Recently, Congressman Lee Zeldin (R, NY-1), local elected officials and local first responders highlighted the passage and signing into law of the Don’t Break Up the T-Band Act, which saves local first responders’ vital communications spectrum, known as T-Band.
“In the most dire of circumstances, the T-Band spectrum provides critical communications between first responders. Even when you have cell phones, internet, and electricity ceasing to function, T-band can serve as the last line of defense. Our first responders have spent years and hundreds of million of dollars to place and build out what is a battle tested communications system and rely on it to serve our communities in need,” said Congressman Zeldin. “After years of working together at every level of government and across the aisle in the House and Senate to show a bipartisan, united front on this effort to save T-Band, the Don’t Break Up the T-Band Act was included in Congress’ year end spending bill, which was passed in December of last month. It was also recently signed into law.”
Watch Rep. Lee Zeldin’s full remarks here.
“As both an elected official and a first responder, I see first hand every day how important clear and dependable communication is, and this legislation will first off absolutely help save lives,” said Brookhaven Councilman Mike Loguercio. “And in addition to saving lives, which is the most important thing, it will also save millions of dollars to the taxpayers.”

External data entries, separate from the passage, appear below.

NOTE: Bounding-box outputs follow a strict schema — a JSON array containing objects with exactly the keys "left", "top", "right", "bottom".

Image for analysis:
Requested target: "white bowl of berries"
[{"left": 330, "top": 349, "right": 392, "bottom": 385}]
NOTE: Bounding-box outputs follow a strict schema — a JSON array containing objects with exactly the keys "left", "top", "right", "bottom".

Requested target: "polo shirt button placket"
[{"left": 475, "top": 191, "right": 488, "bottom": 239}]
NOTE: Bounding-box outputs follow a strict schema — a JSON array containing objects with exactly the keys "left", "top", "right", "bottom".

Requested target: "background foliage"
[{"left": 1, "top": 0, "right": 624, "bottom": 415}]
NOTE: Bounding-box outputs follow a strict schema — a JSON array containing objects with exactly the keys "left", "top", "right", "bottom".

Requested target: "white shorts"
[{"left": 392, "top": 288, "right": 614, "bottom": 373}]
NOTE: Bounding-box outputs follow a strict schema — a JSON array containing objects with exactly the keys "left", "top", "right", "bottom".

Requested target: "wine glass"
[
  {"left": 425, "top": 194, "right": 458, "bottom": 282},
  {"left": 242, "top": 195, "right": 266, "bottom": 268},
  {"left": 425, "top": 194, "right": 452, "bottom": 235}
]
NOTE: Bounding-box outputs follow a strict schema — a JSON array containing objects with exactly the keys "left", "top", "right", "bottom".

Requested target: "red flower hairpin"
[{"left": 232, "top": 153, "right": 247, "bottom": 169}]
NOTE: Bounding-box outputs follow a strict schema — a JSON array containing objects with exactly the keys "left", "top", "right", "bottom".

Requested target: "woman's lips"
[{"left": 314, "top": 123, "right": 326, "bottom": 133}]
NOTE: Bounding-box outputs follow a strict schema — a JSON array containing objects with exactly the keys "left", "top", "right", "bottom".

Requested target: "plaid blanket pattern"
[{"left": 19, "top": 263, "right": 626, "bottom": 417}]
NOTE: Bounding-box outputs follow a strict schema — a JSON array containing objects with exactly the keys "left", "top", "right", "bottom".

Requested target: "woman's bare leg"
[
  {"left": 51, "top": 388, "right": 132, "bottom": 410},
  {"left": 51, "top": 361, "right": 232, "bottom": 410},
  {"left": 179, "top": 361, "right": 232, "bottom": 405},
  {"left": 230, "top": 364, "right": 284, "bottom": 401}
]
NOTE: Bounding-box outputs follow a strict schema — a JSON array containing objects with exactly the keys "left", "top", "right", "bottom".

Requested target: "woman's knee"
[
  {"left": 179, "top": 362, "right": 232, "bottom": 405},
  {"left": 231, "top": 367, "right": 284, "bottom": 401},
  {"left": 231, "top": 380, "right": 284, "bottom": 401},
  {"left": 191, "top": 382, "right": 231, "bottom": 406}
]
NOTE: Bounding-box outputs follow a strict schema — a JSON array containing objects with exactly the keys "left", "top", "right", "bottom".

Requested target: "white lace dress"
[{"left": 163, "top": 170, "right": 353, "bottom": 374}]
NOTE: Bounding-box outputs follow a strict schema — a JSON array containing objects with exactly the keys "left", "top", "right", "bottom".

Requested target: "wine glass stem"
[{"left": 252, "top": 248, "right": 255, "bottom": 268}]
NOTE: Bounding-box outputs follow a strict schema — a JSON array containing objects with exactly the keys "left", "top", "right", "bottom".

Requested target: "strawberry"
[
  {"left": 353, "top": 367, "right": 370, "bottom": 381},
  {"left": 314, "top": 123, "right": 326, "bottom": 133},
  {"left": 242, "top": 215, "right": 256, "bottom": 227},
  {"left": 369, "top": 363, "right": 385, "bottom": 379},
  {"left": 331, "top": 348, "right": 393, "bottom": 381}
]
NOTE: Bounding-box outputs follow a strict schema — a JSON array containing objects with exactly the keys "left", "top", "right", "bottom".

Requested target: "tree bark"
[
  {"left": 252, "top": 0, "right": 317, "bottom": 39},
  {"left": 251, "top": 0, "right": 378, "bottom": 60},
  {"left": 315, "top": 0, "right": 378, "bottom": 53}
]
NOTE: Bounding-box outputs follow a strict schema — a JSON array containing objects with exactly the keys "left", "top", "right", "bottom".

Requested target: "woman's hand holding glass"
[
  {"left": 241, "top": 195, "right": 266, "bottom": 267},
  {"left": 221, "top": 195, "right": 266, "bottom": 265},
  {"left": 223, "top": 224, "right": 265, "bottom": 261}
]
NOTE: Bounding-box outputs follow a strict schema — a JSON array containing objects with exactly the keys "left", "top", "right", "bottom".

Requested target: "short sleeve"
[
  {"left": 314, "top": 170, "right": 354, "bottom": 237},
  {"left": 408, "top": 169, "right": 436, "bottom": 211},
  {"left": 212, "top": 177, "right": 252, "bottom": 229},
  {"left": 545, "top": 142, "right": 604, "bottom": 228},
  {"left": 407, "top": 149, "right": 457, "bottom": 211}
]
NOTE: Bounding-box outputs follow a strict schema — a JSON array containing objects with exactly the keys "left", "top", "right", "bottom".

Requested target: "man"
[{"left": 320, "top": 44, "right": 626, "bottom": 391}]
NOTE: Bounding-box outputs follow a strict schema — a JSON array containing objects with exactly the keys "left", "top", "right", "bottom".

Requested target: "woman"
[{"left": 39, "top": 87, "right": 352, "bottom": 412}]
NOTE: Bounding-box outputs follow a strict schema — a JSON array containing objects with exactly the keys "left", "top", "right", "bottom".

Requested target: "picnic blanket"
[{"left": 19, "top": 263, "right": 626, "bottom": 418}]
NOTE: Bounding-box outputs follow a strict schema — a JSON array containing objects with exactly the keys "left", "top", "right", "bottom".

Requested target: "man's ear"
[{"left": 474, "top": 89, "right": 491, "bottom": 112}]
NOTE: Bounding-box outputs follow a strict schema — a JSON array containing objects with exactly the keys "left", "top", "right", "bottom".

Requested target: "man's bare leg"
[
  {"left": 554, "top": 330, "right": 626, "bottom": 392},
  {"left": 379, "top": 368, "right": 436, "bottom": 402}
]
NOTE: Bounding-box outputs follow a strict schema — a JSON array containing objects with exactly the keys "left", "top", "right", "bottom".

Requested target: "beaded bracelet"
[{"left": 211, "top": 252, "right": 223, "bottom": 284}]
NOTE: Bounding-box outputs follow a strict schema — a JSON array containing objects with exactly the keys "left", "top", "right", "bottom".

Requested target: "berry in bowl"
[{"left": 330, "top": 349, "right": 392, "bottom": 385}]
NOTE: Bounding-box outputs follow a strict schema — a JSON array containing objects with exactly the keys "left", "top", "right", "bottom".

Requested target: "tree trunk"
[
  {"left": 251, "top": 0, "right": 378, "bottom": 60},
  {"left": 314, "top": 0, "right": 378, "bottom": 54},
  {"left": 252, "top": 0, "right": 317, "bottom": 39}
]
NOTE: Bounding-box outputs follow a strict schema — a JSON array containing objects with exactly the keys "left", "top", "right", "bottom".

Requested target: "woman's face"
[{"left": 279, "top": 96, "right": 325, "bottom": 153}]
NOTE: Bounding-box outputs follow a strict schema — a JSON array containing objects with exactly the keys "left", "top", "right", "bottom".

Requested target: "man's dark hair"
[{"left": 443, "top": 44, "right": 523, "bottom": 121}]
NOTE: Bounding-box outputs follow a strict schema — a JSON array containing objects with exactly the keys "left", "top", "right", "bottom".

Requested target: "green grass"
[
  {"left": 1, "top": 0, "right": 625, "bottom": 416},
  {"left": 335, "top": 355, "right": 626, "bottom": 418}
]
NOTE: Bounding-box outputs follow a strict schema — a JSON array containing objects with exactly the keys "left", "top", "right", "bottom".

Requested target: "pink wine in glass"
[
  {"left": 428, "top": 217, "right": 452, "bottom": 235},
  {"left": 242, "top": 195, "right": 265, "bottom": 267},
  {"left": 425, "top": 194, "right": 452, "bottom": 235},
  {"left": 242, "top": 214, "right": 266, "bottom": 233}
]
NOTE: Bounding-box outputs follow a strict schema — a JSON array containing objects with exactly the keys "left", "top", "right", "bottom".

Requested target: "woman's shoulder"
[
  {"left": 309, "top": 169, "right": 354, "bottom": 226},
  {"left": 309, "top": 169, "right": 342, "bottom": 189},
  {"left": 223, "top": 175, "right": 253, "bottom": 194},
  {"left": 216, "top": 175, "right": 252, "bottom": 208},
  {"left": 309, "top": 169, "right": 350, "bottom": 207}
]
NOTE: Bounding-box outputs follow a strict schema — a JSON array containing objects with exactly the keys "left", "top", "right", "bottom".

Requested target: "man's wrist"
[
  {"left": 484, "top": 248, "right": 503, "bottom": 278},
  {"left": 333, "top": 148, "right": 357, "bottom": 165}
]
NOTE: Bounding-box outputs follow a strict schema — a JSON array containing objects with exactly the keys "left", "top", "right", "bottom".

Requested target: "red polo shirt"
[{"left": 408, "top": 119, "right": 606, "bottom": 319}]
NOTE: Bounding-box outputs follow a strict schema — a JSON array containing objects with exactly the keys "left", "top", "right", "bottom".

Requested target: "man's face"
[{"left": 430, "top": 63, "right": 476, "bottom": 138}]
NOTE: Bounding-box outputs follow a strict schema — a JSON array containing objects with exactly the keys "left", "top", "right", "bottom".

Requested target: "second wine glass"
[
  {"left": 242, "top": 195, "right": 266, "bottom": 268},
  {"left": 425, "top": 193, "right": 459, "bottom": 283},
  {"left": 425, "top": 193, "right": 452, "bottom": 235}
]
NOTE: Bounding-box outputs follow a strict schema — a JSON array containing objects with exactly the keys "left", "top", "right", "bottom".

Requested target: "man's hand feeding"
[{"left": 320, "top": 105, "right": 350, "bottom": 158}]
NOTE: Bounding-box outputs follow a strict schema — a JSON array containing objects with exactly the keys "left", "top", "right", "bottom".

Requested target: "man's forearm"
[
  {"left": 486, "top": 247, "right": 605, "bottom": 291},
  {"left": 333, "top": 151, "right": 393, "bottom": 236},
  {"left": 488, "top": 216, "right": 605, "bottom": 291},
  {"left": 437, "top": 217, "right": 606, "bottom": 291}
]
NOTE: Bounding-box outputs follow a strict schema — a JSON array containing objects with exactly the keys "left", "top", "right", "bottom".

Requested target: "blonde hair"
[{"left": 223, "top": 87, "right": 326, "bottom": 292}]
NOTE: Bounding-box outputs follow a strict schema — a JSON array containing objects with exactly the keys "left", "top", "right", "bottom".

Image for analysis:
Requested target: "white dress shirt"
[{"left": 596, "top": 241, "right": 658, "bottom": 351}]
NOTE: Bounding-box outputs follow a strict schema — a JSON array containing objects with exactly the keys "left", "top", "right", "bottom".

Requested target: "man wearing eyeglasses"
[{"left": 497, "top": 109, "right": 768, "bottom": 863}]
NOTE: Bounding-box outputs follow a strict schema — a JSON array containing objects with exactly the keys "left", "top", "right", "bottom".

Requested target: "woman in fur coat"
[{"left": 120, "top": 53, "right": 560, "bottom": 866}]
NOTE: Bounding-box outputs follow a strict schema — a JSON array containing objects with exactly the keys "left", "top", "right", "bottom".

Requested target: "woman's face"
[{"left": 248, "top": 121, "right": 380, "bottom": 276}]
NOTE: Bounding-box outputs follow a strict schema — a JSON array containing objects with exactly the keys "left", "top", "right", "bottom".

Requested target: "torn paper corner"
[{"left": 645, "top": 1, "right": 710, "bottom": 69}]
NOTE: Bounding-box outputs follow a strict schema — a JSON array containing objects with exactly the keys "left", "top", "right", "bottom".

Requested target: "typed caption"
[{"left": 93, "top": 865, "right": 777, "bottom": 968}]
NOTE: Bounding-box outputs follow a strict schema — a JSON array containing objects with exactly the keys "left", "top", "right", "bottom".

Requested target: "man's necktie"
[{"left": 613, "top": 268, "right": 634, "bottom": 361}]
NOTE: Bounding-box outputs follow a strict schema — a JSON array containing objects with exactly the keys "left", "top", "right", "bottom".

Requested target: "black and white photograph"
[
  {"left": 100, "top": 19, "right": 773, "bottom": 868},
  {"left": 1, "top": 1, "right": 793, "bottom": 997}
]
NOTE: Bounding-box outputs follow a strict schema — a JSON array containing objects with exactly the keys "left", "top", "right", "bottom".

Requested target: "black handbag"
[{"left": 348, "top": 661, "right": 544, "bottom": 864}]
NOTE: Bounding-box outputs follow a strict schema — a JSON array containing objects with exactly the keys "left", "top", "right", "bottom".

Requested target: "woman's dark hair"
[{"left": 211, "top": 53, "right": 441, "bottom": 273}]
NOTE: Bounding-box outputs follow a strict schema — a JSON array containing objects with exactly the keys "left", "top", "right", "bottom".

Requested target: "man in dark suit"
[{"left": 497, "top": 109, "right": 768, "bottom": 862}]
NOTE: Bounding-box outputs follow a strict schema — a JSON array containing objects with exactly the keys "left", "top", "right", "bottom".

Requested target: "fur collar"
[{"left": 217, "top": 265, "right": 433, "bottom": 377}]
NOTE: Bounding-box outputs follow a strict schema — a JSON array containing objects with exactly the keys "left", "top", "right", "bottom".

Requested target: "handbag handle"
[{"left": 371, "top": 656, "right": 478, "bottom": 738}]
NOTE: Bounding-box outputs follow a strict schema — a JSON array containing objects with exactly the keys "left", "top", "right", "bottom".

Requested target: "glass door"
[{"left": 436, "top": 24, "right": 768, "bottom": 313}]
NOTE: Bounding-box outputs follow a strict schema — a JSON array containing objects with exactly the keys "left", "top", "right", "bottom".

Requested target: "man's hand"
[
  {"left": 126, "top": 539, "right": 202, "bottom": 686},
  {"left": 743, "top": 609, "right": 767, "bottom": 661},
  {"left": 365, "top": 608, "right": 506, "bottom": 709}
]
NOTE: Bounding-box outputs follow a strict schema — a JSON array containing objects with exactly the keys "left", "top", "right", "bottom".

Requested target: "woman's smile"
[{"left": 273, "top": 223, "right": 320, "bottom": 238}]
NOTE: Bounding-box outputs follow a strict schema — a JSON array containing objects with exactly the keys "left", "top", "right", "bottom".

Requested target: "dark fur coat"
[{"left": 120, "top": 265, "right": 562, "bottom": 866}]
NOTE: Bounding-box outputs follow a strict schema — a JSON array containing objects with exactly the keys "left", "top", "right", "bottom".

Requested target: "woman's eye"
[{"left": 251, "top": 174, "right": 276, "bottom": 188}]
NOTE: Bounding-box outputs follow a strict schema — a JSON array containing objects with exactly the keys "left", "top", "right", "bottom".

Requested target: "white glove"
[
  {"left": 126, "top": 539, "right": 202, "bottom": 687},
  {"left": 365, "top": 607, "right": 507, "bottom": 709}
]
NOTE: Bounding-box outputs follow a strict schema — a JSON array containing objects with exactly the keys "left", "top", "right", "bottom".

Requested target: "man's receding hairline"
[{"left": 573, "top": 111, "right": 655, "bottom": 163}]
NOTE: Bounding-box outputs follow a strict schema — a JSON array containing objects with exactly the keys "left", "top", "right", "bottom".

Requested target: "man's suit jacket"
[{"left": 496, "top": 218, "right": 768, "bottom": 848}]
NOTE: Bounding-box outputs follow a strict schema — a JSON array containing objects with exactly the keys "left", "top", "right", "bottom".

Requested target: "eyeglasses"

Watch Brookhaven Councilman Mike Loguercio’s full remarks here.
“To lose [T-Band], and have to replace it…there was nowhere to go, there was no radio frequency to replace everything we were using,” said District Supervisor of Brentwood Fire District and New York State Association of Fire Chiefs Chief of Operations Myles Quinn. “The burden on our taxpayers would have been phenomenal.”
Watch Brentwood Fire Department District Supervisor Myles Quinn’s full remarks here.
“If this had not passed, and we had to do away with the T-band, it would have devastated the East End,” said Riverhead Councilman Tim Hubbard. “We don’t have that kind of money for infrastructure to put a new system in. It would have been awful.”
Watch Riverhead Councilman Tim Hubbard’s full remarks here.
“There was no frequency even available for us if [T-band] got sold off,” said Selden Fire District Manager & Suffolk County Fire Chiefs Association Secretary Jay Egan. “How would we ever replace it?”
Watch Selden Fire District Manager Jay Egan’s full remarks here.
“We helped protect the health and safety of residents throughout New York State and throughout the country with the passing of this bill,” said Brookhaven Councilman Kevin LaValle. “The changeover of getting rid of T-band would have absolutely destroyed the communications that our first responders really need to have and being able to get this done, it really not only saved money, it’s going to save lives.”
Watch Brookhaven Councilman Kevin LaValle’s full remarks here.
“I was invited to fire commission meetings in the past couple years, and I know that [losing T-band]was heavily on their minds,” said Smithtown Councilwoman Lisa Inzerillo. “Just to see their faces talking about not having it and expressing how this actually saves lives and how important it is for response time, it made me realize how important this is.”
Watch Smithtown Councilwoman Lisa Inzerillo’s full remarks here.
The T-Band is a portion of spectrum used in 11 heavily populated metropolitan areas, including New York, covering over 90 million Americans, to support critical public safety communications (i.e. police, fire and other first responder’s radios) and provide regional interoperability among first responders. This battle-tested public safety network provides resilient coverage, reliability and regional interoperability. This spectrum is essential to public safety and for many public safety entities there is nowhere else to move.
This legislation, introduced by Congressman Zeldin, alongside then-Congressmen Eliot Engel (D, NY-16) and Peter King (R, NY-2), in February 2018, was included in Congress’ newly enacted appropriations bill and repealed the provision of the Middle Class Tax Relief and Job Creation Act of 2012 which mandated the sale of the T-Band spectrum. Following the passage of this legislation, law-enforcement, fire officials, and EMS can continue using the T-Band spectrum to operate their radios for day-to-day life saving operations.